SPPs are often run in conjunction with placements, where the company completes a placement with institutional investors and then invites retail holders to invest on comparable terms. This is partly driven by fairness, but also serves as a way to top up the amount raised and reduce any perceived dilution of the retail register.
Although SPPs are generally simple to execute, they are subject to ASX and ASIC guidelines, including restrictions on price differentials and the total amount raised. Companies must also monitor compliance with the scale-back mechanisms in the event of oversubscriptions.
Prospectus Offerings: Accessing the Broader Market
Where a company wishes to raise capital from the general public, it must prepare and lodge a full-form prospectus with ASIC. This is the most comprehensive and transparent method of capital raising and is commonly used in initial public offerings (IPOs) or significant secondary capital raisings.
A prospectus must include all information that investors and their professional advisers would reasonably require to make an informed assessment of the offer and the issuing entity. It is subject to detailed content requirements under the Corporations Act 2001 (Cth) and is lodged with ASIC, triggering a statutory exposure period of at least seven days before any offers can be accepted.
The main advantage of a prospectus is that it allows access to the widest possible investor base, including retail and offshore investors. However, the process is time-intensive, more costly, and involves a higher standard of legal and regulatory compliance. For this reason, listed companies often prefer alternative capital raising structures unless a prospectus is legally required or strategically preferred.
Convertible Notes and Hybrid Securities: Bridging Debt and Equity
Convertible securities, such as convertible notes or preference shares, offer a hybrid approach to raising capital. These instruments are typically structured as debt at first instance, with the option to convert into equity on agreed terms. This can be attractive to investors who want downside protection (in the form of interest payments and priority ranking) as well as potential equity upside.
From the company’s perspective, convertible notes can defer dilution, smooth working capital, and align funding with future milestones. However, the structuring can be complex, and companies need to ensure that conversion mechanics, shareholder approvals, and listing rule compliance are all carefully managed.
Convertible issues are often placed with institutional or sophisticated investors, although they may also be listed on the ASX as quoted securities in their own right.
Final Thoughts
Selecting the right capital raising method involves more than a mechanical application of the rules. Directors must consider the company’s immediate funding needs, shareholder dynamics, dilution impacts, and broader market conditions. Equally, they must stay mindful of the regulatory framework.

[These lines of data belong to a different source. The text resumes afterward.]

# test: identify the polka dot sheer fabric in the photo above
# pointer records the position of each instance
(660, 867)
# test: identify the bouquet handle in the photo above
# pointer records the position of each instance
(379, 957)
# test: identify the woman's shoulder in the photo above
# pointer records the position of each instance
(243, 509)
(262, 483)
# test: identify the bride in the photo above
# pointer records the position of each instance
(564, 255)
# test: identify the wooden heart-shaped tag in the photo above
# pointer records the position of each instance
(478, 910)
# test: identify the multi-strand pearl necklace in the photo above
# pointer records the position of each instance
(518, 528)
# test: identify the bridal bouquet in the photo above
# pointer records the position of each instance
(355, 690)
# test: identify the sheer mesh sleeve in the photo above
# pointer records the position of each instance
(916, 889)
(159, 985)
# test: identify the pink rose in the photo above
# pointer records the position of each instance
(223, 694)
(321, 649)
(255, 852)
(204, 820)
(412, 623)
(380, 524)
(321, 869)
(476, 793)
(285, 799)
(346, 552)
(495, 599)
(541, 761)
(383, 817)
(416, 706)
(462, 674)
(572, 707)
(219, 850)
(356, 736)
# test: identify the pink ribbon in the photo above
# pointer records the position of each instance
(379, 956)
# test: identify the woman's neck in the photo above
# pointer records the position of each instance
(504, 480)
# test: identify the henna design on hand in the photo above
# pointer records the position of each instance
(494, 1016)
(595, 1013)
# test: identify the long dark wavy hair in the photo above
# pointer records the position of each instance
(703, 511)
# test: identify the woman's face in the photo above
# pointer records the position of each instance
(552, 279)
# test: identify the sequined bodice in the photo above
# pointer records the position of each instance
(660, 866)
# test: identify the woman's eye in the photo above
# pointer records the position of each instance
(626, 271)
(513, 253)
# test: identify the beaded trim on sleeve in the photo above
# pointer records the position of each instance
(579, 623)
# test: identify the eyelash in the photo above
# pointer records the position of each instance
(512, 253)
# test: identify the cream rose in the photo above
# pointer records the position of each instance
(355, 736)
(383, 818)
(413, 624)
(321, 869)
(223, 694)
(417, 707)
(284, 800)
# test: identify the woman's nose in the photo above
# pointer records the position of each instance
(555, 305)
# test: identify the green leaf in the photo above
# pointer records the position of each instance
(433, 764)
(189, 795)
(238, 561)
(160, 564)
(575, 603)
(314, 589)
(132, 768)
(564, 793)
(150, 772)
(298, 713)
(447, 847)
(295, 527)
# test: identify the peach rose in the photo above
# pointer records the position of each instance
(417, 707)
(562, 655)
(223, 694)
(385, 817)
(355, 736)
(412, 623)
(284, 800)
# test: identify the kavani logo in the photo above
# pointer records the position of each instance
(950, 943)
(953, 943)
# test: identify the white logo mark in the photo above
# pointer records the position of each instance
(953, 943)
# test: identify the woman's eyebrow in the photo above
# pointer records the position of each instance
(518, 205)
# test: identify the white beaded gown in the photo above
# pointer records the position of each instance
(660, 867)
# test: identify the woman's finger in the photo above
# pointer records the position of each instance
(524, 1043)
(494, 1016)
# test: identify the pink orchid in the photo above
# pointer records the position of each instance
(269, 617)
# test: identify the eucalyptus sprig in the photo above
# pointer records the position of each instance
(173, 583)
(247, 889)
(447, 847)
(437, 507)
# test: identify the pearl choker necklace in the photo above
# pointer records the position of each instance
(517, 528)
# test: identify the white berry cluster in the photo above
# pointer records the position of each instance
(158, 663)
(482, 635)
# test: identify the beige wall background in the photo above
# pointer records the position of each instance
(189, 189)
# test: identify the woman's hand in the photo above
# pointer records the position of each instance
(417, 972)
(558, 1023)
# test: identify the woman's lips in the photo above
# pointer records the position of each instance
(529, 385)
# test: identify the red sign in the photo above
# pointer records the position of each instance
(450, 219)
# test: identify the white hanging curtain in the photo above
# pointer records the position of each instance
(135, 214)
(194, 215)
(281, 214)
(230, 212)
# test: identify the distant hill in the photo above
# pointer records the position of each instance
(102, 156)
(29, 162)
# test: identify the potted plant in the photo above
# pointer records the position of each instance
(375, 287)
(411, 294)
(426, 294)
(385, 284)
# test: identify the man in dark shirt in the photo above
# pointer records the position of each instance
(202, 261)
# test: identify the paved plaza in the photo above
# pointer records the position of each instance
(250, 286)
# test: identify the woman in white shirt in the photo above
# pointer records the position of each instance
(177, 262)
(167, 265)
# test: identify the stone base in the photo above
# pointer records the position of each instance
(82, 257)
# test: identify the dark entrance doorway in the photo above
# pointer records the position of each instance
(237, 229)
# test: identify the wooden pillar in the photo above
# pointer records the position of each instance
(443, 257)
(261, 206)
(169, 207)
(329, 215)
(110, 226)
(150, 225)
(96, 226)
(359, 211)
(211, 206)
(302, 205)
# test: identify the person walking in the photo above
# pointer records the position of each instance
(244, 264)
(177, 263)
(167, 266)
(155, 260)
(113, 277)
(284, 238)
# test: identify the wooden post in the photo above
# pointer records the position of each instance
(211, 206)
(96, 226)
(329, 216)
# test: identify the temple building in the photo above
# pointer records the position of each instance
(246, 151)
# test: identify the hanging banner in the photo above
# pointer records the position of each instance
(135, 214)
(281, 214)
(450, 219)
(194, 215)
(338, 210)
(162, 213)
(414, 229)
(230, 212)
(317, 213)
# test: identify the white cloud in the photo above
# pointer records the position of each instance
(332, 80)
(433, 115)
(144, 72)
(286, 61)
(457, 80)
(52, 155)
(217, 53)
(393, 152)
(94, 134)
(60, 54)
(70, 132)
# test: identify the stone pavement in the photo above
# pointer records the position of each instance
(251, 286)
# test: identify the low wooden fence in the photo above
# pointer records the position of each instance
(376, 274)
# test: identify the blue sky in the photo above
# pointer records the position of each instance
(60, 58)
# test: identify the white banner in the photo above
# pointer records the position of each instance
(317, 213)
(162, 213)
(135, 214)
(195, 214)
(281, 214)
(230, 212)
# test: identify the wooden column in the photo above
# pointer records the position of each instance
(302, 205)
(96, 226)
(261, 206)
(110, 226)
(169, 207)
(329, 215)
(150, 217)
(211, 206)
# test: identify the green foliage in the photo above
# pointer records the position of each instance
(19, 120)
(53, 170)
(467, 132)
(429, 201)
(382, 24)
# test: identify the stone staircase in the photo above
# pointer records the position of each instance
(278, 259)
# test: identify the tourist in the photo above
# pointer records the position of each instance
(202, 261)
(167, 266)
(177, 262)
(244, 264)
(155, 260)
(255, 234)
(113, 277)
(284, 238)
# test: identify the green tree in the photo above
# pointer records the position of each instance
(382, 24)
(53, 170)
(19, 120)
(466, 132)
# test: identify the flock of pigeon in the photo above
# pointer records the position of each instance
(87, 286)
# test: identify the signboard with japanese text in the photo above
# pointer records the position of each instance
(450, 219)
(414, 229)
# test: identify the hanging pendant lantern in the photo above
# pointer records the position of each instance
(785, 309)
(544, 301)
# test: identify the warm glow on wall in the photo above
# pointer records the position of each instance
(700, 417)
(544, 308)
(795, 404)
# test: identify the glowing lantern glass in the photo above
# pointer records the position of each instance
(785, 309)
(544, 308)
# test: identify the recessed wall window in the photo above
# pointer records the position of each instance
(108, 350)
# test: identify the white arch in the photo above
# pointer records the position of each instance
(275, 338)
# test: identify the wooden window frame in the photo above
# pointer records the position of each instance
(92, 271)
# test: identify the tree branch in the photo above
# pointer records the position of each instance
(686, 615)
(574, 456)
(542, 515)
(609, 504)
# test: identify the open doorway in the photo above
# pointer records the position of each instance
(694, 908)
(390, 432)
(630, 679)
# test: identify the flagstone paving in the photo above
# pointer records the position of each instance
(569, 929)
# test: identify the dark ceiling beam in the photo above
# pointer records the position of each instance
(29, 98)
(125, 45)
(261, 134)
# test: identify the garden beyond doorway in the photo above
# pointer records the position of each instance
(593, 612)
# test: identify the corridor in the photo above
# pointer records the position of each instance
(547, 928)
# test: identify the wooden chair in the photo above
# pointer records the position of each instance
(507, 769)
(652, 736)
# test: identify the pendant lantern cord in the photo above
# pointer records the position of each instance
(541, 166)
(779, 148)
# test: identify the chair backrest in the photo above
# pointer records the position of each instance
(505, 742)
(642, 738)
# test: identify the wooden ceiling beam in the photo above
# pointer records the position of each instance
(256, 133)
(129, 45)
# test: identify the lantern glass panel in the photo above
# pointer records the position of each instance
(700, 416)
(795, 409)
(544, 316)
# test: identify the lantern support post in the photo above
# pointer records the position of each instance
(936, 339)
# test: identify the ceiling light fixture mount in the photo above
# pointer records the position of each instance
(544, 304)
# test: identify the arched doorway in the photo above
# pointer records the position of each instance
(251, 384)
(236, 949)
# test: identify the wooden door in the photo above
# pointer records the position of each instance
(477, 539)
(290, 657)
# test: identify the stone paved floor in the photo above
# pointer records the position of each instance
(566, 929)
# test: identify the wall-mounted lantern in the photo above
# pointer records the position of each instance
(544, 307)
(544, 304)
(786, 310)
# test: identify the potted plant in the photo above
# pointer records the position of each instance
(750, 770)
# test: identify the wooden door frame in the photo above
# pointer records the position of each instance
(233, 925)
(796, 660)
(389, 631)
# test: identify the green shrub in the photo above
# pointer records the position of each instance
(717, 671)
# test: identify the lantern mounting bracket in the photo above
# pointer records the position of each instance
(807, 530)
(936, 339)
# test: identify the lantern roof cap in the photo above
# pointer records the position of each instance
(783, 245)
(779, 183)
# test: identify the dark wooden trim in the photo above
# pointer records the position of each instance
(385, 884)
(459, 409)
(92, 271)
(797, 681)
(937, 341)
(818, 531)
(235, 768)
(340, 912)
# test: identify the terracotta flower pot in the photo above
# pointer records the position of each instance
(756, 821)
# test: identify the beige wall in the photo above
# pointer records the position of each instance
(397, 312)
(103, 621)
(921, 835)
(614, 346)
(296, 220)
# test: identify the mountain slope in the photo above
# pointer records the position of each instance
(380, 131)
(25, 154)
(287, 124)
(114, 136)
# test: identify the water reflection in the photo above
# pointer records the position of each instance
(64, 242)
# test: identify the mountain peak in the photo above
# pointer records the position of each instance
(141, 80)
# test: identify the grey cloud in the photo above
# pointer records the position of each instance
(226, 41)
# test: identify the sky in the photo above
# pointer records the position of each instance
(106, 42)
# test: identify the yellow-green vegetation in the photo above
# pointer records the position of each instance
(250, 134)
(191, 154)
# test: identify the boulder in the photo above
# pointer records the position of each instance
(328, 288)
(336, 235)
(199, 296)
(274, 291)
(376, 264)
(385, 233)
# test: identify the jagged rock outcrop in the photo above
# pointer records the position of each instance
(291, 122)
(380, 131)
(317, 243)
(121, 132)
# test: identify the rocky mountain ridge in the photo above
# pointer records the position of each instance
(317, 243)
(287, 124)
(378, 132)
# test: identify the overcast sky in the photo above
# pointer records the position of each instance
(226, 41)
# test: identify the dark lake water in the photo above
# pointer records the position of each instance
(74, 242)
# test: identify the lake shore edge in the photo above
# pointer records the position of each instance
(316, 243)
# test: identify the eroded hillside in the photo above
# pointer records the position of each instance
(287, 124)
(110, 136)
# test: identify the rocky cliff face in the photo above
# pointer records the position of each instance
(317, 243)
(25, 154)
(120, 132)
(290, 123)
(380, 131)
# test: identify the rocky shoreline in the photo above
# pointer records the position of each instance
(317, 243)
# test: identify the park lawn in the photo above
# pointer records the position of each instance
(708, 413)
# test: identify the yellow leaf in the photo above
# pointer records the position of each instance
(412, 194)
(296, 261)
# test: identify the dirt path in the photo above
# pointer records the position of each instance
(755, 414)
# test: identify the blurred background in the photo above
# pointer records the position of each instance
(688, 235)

Companies must also navigate continuous disclosure obligations during a raise, ensuring that the market remains fully informed and that any trading halts or voluntary suspensions are carefully handled.
The method selected can have lasting effects on shareholder sentiment and market performance. Whether opting for a quick placement, a pro-rata issue, or a full retail offer, companies should approach the process with strategic intent, strong governance, and the right legal and financial advice.